Délibérer en Eglise : quelques pistes méthodologiques

11 janvier 2020

Grand merci au père Alphonse Borras pour sa relecture attentive et bienveillante des pages qui suivent (1).


Introduction

Le débat sur la synodalité dans l’Église, très actuel, notamment sous l’impulsion du pape François, pose inévitablement, à un moment ou un autre, la question du fonctionnement réel des institutions ecclésiales, fonctionnement espéré davantage collégial et participatif, en particulier lorsqu’il s’agit de déboucher sur des prises de décisions. Or, rendre possible la décision, et la rendre possible collégialement, nécessite de délibérer, d’où le choix du titre ci-dessus.

Le risque, comme souvent lorsqu’on s’intéresse à des concepts, est de se payer de mots, ceux-là sur lesquels on est unanimement d’accord, où à peu près d’accord, tout en oubliant la nécessité d’implications concrètes. Qu’il y ait des accords de principe, c’est important dans l’Église. Mais est-ce suffisant pour que les institutions en deviennent réellement participatives dans les faits ?

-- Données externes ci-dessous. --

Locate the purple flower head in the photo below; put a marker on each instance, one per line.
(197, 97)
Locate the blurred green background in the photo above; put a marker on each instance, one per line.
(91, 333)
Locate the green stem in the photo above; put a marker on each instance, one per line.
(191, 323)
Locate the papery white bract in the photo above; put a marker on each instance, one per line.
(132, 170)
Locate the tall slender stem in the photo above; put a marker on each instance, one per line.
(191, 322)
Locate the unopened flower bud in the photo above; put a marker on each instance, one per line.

S’agissant de fonctionnement collégial des institutions, outre les apports déjà très enrichissants des théologiens et canonistes, nous voudrions poursuivre les efforts par une modeste contribution, à des fins d’aide à la mise en place concrète de manières de travailler en Église dans le diocèse et les paroisses. La présente Lettre se limitera à quelques propositions techniques qui pourraient ultérieurement en appeler d’autres ; notre boite à outils est ouverte et loin d’être pleine ! Plus précisément, nous présentons ci-dessous une triple distinction méthodologique qui nous semble particulièrement correspondre à l’esprit chrétien : distinction, d’abord, entre fonction de présidence et fonction de modérateur (I) ; ensuite, entre évaluation et relecture (II) ; et enfin, entre évaluation de conformité et évaluation de pertinence (III).


I.- Distinguer rôle de président et rôle de modérateur (d’animateur)

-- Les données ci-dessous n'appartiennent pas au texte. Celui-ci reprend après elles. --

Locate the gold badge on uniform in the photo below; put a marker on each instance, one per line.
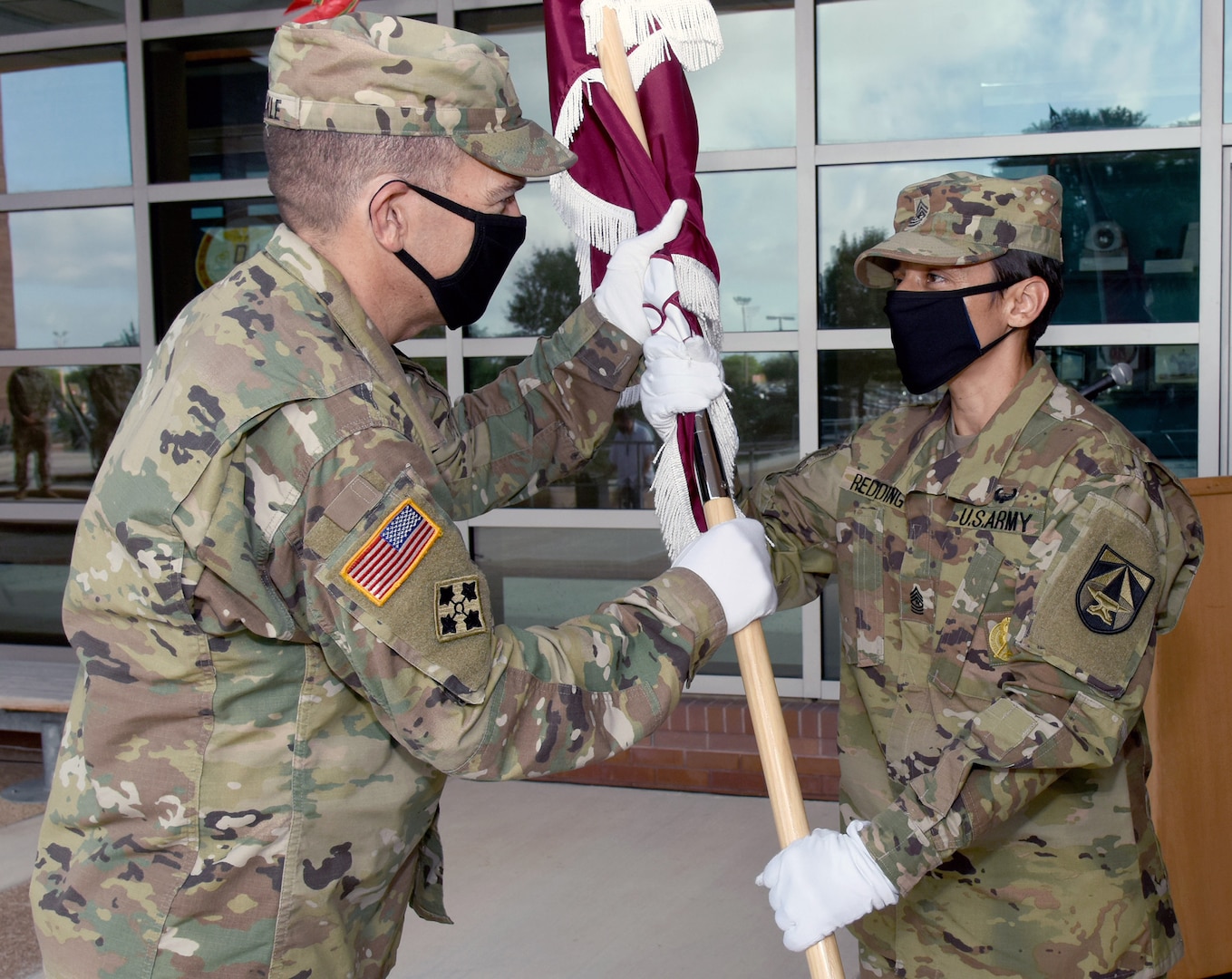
(459, 608)
(998, 641)
(1111, 594)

La distinction entre les rôles de président et de modérateur est rare, voire inexistante, dans les institutions profanes, dans lesquelles ces deux fonctions se confondent souvent : on y désigne indifféremment président ou modérateur celui qui est chargé d’animer techniquement une réunion. Mais la distinction existe cependant en monde chrétien, spécialement en liturgie : dans la célébration eucharistique dominicale en effet – c’est l’exemple qui nous vient le plus spontanément à l’esprit – l’animateur liturgique n’est pas le président. Et cette distinction liturgique est à mettre en rapport avec ce qui est spécifique de notre foi et d’une approche sacramentelle de la réalité ecclésiale. C’est ce que nous explicitons ci-dessous en quelques mots.

Celui qui préside la liturgie, de par le caractère sacerdotal de l’ordination dont il est revêtu (évêque ou prêtre) et de la mission qu’il a reçue, tient dans la célébration une place singulière qui sert à rappeler en personne la présence sacramentelle du Christ (ce que signifie la formule latine in persona Christi) dans l’assemblée. Cette place spécifique combine deux réalités : celui qui préside est le ministre agissant du sacrement, et il est lui-même revêtu d’un sacrement spécifique, celui de l’ordre. Le président joue ainsi un rôle essentiellement et éminemment symbolique (au sens le plus fort du terme) : il rassemble sacramentellement les fidèles présents dans la communion d’un Autre, celle du Christ, pour que l’assemblée (ecclesia) devienne Corps du Christ. Du fait même de cette fonction symbolique, il n’y a pas deux ou plusieurs présidents en même temps dans une même synaxe eucharistique ; et même dans le cas d’une concélébration, un seul préside, les autres lui sont associés. Il appartient aux théologiens des sacrements et aux liturgistes de pousser éventuellement plus loin la réflexion sur ce point précis.

L’animateur – ou les animateurs car, à la différence de la fonction de présidence, l’animation peut être exercée à plusieurs – joue quant à lui un rôle surtout de facilitation : il met en œuvre ses compétences de catéchiste ou de maître de chœur par exemple, pour la cohésion de l’assemblée, son unité, et que la communion passe par des réalités concrètement vécues telles que la disposition spatiale des personnes et du groupe, l’unité du chant, certains gestes communs, etc.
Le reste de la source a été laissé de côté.